I'm not a security expert or anything and I'm sure there're significant problems about implementing something along the lines of the above, but either users stop getting bugged about their password for routine tasks or they will on occasion hand it out to the wrong person (i.e. their malicious software). I seem to recall, a while back, a problem in Vista where users en masse disabled its equivalent of su because it was constantly in their face. That way lies baldness and poverty.

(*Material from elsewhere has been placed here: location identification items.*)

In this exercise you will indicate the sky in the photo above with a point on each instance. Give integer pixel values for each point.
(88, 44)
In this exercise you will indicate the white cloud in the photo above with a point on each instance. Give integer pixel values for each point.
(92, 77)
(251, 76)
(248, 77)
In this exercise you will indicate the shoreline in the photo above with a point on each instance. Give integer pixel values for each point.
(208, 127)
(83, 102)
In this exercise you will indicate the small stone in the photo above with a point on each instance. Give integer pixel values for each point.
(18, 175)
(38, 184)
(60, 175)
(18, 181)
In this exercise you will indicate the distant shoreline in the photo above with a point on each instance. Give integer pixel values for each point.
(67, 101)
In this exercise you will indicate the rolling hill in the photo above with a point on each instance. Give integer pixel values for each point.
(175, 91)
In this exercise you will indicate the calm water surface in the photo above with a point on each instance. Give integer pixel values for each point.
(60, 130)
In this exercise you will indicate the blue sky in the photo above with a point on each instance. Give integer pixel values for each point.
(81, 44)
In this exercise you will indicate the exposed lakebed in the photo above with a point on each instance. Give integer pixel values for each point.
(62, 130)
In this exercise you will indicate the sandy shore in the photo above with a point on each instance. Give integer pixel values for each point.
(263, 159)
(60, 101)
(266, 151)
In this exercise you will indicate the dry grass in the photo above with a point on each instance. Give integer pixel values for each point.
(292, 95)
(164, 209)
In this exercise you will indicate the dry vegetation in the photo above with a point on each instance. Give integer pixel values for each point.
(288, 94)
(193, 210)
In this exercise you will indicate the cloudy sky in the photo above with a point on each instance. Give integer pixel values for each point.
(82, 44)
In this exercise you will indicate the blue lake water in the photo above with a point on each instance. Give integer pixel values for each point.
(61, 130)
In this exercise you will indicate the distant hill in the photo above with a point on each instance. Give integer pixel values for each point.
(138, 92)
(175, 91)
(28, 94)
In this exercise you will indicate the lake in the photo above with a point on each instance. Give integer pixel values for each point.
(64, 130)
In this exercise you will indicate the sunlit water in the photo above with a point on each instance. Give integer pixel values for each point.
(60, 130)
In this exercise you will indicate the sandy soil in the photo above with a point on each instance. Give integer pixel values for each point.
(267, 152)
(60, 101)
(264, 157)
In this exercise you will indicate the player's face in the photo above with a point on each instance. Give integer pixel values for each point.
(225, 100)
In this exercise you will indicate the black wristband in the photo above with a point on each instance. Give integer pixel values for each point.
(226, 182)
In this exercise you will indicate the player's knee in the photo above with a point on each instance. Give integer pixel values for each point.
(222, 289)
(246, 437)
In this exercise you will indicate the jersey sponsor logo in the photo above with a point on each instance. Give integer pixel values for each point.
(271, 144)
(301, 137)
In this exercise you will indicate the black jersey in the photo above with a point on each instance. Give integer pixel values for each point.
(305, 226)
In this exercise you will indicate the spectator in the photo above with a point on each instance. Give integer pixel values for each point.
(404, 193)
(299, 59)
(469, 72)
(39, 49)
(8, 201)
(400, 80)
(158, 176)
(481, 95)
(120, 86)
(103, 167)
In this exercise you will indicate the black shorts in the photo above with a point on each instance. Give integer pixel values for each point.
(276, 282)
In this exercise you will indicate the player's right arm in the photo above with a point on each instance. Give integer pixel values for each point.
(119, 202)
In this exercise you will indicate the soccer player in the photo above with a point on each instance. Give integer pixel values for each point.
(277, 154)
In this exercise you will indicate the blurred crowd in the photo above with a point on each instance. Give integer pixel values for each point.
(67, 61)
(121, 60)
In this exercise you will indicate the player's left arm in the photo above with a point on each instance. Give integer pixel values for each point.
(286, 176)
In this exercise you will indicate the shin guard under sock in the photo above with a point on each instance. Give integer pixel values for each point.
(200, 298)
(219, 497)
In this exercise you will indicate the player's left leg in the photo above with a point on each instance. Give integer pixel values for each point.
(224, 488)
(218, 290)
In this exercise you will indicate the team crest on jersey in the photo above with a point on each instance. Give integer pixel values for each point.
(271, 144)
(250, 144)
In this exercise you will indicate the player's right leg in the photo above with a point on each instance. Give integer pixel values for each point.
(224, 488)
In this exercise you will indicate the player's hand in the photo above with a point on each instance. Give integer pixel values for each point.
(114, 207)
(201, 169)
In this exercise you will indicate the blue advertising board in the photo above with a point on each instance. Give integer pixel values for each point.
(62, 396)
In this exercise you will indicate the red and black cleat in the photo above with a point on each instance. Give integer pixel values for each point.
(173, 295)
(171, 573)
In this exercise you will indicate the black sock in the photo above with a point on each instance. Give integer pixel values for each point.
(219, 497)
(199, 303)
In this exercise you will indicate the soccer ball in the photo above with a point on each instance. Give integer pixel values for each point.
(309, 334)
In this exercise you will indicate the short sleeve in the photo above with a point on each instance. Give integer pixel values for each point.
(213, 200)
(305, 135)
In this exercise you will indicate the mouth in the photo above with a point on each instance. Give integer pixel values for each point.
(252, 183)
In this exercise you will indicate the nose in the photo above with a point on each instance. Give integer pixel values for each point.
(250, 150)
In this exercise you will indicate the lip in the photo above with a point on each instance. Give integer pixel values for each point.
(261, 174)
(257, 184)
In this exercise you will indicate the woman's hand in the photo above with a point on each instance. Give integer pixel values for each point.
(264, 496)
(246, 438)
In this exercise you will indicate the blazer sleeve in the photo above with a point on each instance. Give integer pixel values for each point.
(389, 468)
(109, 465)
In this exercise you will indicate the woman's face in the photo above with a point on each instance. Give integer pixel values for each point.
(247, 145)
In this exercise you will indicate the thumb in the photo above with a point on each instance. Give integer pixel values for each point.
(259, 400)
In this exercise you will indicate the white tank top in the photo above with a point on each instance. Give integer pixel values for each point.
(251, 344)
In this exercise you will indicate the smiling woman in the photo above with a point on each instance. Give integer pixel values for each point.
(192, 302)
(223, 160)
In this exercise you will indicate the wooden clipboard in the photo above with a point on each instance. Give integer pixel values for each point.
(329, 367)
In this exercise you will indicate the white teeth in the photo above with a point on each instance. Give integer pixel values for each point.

The encouraging thing about the incident in question was how quickly it was discovered, communicated and fixes were distributed, although this was facilitated in part because the perpetrator, script kiddie that they are, omitted to actually supply a screensaver with the trojan which sort of gave it away a bit
Nevertheless I suspect that if and as attacks on Linux desktops begin to appear more frequently, it will be the strength of the community that will be a new challenge for the malicious. Where in proprietary software there must be PR, code secrecy and perhaps even legal concerns, communities using free software like GNU/Linux may go ahead and pounce all over anything that's discovered, to the extent that I believe Ubuntu forum users in the original post even launched a small investigation on the person who released the trojan. In this particular instance the community had the advantage simply knowing Linux a lot better than the kiddie who didn't seem to have a fantastic understanding of permissions or scripting. Nevertheless as a community our collective understanding of our operating system should always outstrip that of a given individual, and that shared hacker know-how will perhaps stand as a better defence than the reliance in other communities on proprietary and automated software tools which, on day zero, inevitably fall behind the enemy.
It sounds vigilante and I suppose it is, but there was an agility about the response to this threat which was eye opening and encouraging.